На фоне темного неба я различаю черное облако, поднимающееся над огненным адом: столб дыма, извиваясь подобно гигантскому червю, уходит ввысь. Мы направляемся прямиком к нему. Вскоре становятся хорошо заметны очертания носа и кормы судна, но его середина почти что неразличима.
Ветер доносит острый, удушливый запах солярки.
— Перебили им хребет, — отрывисто бросает командир. Он приказывает полный вперед и меняет курс. Теперь наш нос смотрит прямиком на зарево.
Огненное сияние мерцает, подсвечивая снизу огромные облака дыма, и за смогом нам становятся видны языки пламени.
Время от времени целое облако расцвечивается изнутри желтыми сполохами, а некоторые вспышки возносятся ввысь, словно осветительные ракеты. Взрываются настоящие ракеты, чей кроваво-красный свет пробивается сквозь дымовую завесу. Их отражения пробегают по темной воде между нами и горящим транспортом.
Единственная мачта торчит обуглившимся грозящим перстом из моря бушующего пламени, выделяясь на его фоне. Ветер несет дым на нас, словно корабль хочет укрыться и уйти на дно незаметно. Виднеется лишь корма танкера, напоминающая почерневший блокшив старого парусника. Должно быть, она накренилась в нашу сторону: когда ветер относит дым, я различаю наклонившуюся палубу, несколько надстроек, обрубок, бывший прежде погрузочным краном.
— Можно не стрелять по новой! — сиплый голос командира кажется простуженным. Его слова перетекают в хриплое клокотанье, которое, кажется, тонет в пьяном смехе.
Тем не менее, он не приказывает лодке отвернуть в сторону. Напротив, мы медленно подходим все ближе и ближе к самому пеклу.
Вокруг всей кормы танкера из воды высовываются темно-красные языки пламени: само море горит. Это разлилось топливо.
— Может, нам удастся выяснить ее имя! — говорит командир.
До нас долетает треск, как от горящего хвороста, потом раздается резкий свист и щелчки. Теперь море становится желтым, отражая пламя, охватившее корму, и красным — от полыхающего горючего.
И нас всех тоже охватывает это алое зарево. Каждая прорезь нашего ограждения отчетливо видна на фоне беснующегося пламени.
Я поворачиваю голову. Все лица покраснели — окровавленные уродливые маски.
Прогремел еще один взрыв. А потом — я насторожил свой слух — разве не чей-то крик раздался? Могли на борту остаться люди? Разве не заметил я только что машущую руку?
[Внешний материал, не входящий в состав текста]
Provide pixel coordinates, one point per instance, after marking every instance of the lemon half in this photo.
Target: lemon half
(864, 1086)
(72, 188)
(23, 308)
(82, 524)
Я сощуриваю глаза, но в бинокле видны лишь пламя и дым. Ерунда, никакой человеческий голос не может доноситься из этого ада.
Что Старик собирается предпринять? Он постоянно отдает указания рулевому. Мне известна их цель: держать курс прямо на пожарище — не показывать свой силуэт на багровом фоне.
— Смотрите быстрее! — говорит Старик, и добавляет:
— Она может в любую минуту уйти под воду!
Я едва слышу его. Мы стоим, недвижимы. Сумасшедшие, отчаянные, заглянувшие вглубь огненного ада с его порога.
Сколько до нее? Восемьсот метров?
Меня неотступно точит беспокойство, вызванное грандиозными размерами такого большого корабля. Из скольких людей как минимум должна была состоять его команда? Сколько из них уже погибло? — двадцать, тридцать? Конечно, британские корабли сейчас ходят с как можно меньшим экипажем. Может, они даже делят часы между двумя, а не тремя, вахтами. Но вахту не могут нести меньше, чем два матроса, да еще восемь человек в машинном отделении, на рации, офицеры и стюарды. Забрал ли их эсминец? Чтобы снять их, ему пришлось бы остановиться — мог ли эсминец пойти на такой риск, с подводной лодкой в непосредственной близости?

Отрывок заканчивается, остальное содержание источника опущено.